The analysis is not triggered by a button, but by typing itself.


8. Separating Logic From UI

A design decision I intentionally followed:

The GUI never performs security logic.

It only displays results from functions like:

  • calc_entropy()
  • dictionary_check()
  • pattern_check()

This makes the security engine reusable later in:

  • a CLI tool
  • a web application
  • a login auditing system

The interface is just the dashboard.

The real work happens in the functions.


Technologies Used

  • Python
  • CustomTkinter (for a modern dark UI)
  • regex pattern detection
  • entropy mathematics

No online APIs.
No heavy security libraries.

Just math + psychology.

Screenshots


A Note on AI Assistance

One honest detail about this project.

I’m not very strong on the design side of development. I enjoy security logic, analysis, and building tools, but UI layout and visual polish have never been my area. So for the interface layout and visual structuring, I used Claude to help me shape the GUI.

The challenge itself is not an “AI-generated project”. All the security logic, entropy calculations, detections, and implementation were written and understood by me. I only used AI as a design assistant.
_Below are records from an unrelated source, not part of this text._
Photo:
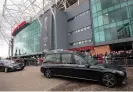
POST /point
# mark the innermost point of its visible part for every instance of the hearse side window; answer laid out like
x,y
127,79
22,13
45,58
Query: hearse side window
x,y
67,59
79,60
1,63
53,58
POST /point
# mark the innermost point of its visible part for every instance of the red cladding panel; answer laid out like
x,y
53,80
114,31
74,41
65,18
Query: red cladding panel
x,y
18,27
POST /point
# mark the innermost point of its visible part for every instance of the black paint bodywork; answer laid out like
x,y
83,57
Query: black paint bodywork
x,y
86,71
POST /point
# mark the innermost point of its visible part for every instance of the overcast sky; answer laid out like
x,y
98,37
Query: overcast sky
x,y
3,44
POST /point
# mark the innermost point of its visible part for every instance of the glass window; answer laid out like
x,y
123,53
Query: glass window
x,y
81,29
131,10
107,34
67,59
88,27
94,9
100,20
85,28
111,16
106,18
53,58
124,13
95,22
96,35
98,6
122,1
108,3
101,36
79,60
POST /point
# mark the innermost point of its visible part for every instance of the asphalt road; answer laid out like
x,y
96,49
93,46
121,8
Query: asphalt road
x,y
30,79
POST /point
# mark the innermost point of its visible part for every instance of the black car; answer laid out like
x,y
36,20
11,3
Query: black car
x,y
77,65
10,65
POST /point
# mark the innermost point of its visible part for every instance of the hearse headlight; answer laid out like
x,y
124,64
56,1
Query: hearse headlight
x,y
11,66
121,73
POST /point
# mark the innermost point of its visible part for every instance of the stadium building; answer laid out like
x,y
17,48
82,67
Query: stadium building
x,y
94,25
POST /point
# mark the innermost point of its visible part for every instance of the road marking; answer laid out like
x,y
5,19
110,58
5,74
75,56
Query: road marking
x,y
54,86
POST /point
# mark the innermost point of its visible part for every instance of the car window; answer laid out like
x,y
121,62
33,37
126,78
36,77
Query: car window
x,y
79,60
53,58
1,63
67,59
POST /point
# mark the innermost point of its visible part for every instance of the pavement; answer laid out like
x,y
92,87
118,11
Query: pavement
x,y
83,85
31,79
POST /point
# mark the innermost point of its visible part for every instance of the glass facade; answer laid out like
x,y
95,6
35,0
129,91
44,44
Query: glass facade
x,y
112,19
27,41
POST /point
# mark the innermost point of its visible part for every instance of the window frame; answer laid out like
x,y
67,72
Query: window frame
x,y
71,58
52,54
80,57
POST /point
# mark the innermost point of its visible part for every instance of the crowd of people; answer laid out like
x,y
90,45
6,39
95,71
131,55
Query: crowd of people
x,y
33,60
113,55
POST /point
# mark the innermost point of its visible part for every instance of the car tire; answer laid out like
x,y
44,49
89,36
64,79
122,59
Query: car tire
x,y
47,73
109,80
6,70
22,68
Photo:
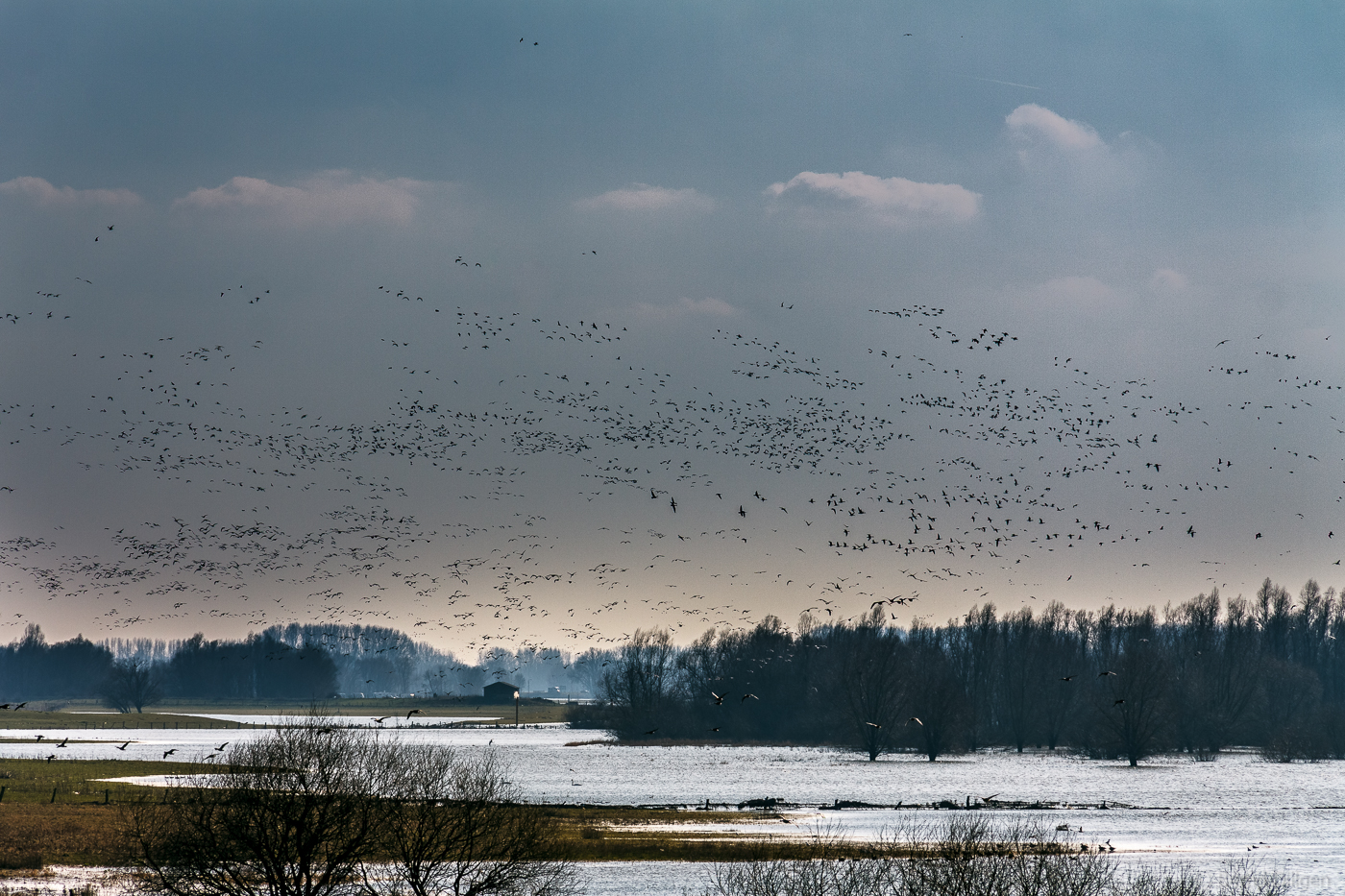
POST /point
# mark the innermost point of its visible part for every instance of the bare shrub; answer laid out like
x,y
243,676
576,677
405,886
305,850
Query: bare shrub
x,y
974,858
315,809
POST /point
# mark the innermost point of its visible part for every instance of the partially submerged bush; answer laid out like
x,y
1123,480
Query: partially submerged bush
x,y
322,811
972,858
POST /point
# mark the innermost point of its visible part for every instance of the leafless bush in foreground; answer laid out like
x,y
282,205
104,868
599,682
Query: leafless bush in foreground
x,y
315,809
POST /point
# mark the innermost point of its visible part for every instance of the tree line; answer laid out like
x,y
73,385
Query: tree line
x,y
282,662
1266,671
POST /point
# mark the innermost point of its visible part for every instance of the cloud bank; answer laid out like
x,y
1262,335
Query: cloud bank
x,y
1033,121
642,197
332,197
892,198
43,194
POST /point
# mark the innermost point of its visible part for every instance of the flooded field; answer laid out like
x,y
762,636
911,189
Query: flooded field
x,y
1169,809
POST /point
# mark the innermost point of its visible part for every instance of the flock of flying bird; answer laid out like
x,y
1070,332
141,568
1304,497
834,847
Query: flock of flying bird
x,y
525,479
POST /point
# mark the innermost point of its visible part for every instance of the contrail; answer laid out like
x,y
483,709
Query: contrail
x,y
1004,83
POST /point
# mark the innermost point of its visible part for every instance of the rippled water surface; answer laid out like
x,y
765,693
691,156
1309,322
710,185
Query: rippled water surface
x,y
1169,809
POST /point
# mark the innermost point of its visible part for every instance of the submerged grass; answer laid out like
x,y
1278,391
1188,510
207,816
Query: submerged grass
x,y
76,715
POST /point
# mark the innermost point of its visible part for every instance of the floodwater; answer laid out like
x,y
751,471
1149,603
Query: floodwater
x,y
1170,809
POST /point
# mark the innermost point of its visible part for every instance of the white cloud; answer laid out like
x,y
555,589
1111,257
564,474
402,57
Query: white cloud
x,y
43,194
1169,280
1031,120
686,307
332,197
893,198
642,197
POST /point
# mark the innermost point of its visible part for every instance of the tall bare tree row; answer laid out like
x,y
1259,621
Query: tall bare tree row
x,y
1266,671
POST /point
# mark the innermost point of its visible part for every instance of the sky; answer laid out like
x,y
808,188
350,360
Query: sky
x,y
535,323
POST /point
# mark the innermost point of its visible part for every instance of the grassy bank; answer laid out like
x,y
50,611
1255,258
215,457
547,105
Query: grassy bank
x,y
62,812
81,714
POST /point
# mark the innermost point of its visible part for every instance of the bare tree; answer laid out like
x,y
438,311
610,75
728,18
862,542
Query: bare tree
x,y
873,682
293,817
131,684
454,825
641,685
315,809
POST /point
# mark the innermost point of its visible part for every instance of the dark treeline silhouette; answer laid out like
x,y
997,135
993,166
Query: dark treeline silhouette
x,y
1266,671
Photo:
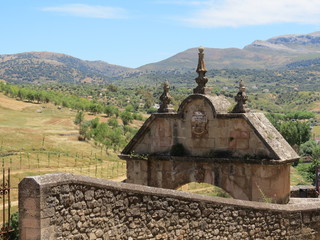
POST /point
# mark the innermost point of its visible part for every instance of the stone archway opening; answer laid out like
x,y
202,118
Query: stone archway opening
x,y
204,189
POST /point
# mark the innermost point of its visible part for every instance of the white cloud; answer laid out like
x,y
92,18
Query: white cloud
x,y
83,10
235,13
181,2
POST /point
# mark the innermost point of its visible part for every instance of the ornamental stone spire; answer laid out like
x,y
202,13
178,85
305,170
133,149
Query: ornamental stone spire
x,y
241,98
201,80
165,99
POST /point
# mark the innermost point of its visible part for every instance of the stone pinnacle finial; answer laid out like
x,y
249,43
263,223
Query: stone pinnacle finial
x,y
201,80
165,99
241,99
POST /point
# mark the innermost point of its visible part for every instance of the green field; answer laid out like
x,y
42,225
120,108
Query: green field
x,y
40,138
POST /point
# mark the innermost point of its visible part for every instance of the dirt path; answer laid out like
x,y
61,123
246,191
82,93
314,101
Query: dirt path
x,y
13,104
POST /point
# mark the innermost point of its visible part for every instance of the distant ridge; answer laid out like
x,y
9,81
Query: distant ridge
x,y
280,52
37,67
273,53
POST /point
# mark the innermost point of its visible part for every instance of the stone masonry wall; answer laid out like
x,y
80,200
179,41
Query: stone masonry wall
x,y
66,206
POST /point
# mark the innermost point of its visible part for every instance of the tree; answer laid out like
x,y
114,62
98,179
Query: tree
x,y
79,118
126,117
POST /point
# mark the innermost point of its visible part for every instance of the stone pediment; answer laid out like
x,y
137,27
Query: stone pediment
x,y
204,129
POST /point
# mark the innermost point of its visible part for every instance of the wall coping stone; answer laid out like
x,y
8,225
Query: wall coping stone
x,y
55,179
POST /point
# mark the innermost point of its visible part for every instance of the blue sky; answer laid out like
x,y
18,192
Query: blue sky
x,y
136,32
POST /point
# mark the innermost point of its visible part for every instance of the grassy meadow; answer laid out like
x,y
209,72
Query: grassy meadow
x,y
40,138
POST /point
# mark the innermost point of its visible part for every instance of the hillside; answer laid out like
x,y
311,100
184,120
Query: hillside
x,y
281,53
270,54
37,67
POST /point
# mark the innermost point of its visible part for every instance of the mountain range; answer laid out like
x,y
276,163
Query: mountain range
x,y
281,52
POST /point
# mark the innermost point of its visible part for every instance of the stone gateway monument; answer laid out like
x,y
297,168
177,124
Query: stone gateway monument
x,y
238,151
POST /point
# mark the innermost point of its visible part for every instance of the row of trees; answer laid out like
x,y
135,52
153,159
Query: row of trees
x,y
69,101
110,135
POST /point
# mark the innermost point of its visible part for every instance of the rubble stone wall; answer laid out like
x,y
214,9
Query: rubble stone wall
x,y
66,206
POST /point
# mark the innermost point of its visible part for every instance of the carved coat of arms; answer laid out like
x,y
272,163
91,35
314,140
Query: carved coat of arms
x,y
199,123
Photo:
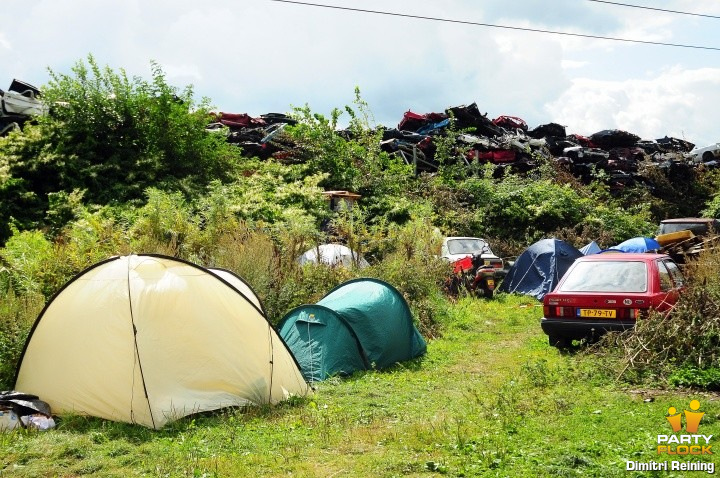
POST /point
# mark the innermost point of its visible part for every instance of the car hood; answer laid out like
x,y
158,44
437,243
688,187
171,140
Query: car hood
x,y
629,299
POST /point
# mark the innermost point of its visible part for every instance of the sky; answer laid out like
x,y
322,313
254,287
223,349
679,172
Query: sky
x,y
262,56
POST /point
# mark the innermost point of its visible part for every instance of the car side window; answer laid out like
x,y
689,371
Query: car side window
x,y
666,282
675,273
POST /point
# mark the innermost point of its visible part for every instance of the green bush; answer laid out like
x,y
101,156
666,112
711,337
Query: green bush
x,y
111,138
17,315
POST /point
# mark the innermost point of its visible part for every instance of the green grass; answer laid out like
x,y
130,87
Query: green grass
x,y
490,398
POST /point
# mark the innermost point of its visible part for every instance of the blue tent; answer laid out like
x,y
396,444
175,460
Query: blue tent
x,y
637,244
591,248
539,268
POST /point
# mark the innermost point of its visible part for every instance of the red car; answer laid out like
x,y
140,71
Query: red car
x,y
609,291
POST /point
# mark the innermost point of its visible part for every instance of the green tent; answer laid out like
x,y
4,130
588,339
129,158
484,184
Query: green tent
x,y
361,324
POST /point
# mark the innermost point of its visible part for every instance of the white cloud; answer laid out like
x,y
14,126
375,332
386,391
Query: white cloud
x,y
677,102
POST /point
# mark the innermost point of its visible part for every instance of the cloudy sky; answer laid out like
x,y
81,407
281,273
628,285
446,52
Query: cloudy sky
x,y
261,56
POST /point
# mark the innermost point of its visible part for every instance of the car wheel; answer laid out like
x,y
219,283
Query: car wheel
x,y
558,341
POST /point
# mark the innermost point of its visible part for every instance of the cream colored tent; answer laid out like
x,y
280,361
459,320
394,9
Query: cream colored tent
x,y
148,339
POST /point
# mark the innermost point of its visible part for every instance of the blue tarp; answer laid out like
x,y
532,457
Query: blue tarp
x,y
539,268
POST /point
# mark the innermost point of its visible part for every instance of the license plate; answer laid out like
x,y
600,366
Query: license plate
x,y
598,313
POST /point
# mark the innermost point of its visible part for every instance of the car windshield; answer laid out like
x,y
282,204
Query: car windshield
x,y
606,276
467,246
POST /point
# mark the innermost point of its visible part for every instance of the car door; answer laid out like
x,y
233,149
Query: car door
x,y
670,281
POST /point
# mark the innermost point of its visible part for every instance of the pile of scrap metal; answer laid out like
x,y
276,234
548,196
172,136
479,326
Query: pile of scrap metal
x,y
260,137
506,142
18,105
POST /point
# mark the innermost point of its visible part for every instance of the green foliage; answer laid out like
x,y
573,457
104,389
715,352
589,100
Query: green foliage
x,y
17,314
705,378
112,138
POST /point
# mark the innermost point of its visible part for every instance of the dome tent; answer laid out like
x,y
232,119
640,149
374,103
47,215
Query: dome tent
x,y
148,339
539,268
361,324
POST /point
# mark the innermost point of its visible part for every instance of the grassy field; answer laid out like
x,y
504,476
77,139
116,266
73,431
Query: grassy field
x,y
490,398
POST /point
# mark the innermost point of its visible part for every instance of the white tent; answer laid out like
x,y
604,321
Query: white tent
x,y
333,255
148,339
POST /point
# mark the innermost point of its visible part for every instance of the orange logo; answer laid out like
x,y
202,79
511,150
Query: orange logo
x,y
689,442
692,418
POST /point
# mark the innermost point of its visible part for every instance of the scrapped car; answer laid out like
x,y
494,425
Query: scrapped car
x,y
20,102
705,154
699,226
475,265
456,248
609,292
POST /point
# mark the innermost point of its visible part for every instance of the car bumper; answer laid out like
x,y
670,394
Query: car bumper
x,y
577,329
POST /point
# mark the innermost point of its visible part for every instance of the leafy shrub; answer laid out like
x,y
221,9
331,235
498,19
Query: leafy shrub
x,y
111,138
707,378
17,315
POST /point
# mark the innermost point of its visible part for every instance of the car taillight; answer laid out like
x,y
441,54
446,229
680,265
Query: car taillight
x,y
554,311
628,313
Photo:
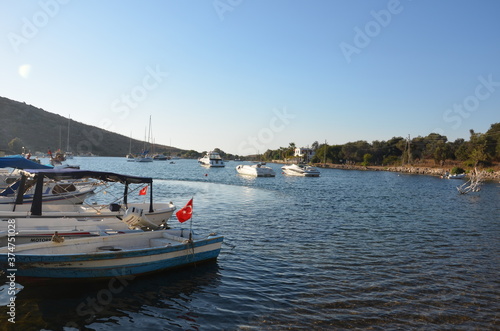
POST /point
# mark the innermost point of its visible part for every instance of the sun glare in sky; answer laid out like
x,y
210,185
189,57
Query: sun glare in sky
x,y
24,70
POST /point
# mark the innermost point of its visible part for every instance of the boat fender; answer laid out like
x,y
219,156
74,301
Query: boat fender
x,y
135,218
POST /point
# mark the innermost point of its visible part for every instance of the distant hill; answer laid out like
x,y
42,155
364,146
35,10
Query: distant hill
x,y
39,130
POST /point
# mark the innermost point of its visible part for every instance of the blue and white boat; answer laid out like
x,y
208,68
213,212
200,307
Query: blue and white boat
x,y
110,256
212,159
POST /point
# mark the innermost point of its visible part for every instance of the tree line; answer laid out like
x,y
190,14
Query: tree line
x,y
482,149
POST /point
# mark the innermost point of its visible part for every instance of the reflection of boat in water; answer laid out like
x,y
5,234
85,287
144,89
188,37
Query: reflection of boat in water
x,y
53,304
100,257
256,170
212,159
300,170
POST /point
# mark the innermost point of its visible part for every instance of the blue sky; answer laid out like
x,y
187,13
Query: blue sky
x,y
246,76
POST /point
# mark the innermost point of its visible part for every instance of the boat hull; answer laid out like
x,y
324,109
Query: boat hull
x,y
255,171
111,261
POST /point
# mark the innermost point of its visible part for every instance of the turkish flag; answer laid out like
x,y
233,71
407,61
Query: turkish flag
x,y
185,212
143,190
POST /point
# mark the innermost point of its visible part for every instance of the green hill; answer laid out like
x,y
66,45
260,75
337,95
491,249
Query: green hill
x,y
39,130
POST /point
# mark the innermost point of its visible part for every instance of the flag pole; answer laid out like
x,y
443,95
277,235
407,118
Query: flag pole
x,y
191,222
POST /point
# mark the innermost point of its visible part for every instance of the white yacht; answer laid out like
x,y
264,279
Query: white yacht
x,y
300,170
256,170
212,159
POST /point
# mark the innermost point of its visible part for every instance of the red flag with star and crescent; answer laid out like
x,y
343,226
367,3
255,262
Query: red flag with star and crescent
x,y
185,212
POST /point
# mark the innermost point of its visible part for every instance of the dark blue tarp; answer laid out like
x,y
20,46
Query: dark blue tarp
x,y
20,162
69,173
I see this as part of modern engineering rather than a shortcut.

Developers already rely on compilers, frameworks, linters, and libraries to handle things outside our core expertise. AI fits into that same space. It helps automate overhead work that we’re not specialized in, so we can focus on what we are actually trying to learn and build.

In my case, that focus is cybersecurity concepts, not visual design.

I believe the real skill today is not avoiding tools, but using them responsibly and understanding the code you ship.


What I Learned

I thought this would be a GUI project.

It turned into a lesson about security.

Strong passwords are not:

long words
clever substitutions
personal references

Strong passwords are:

unpredictable.

Security doesn’t usually fail because cryptography breaks.

Security fails because humans are consistent.

And computers are extremely good at exploiting consistency.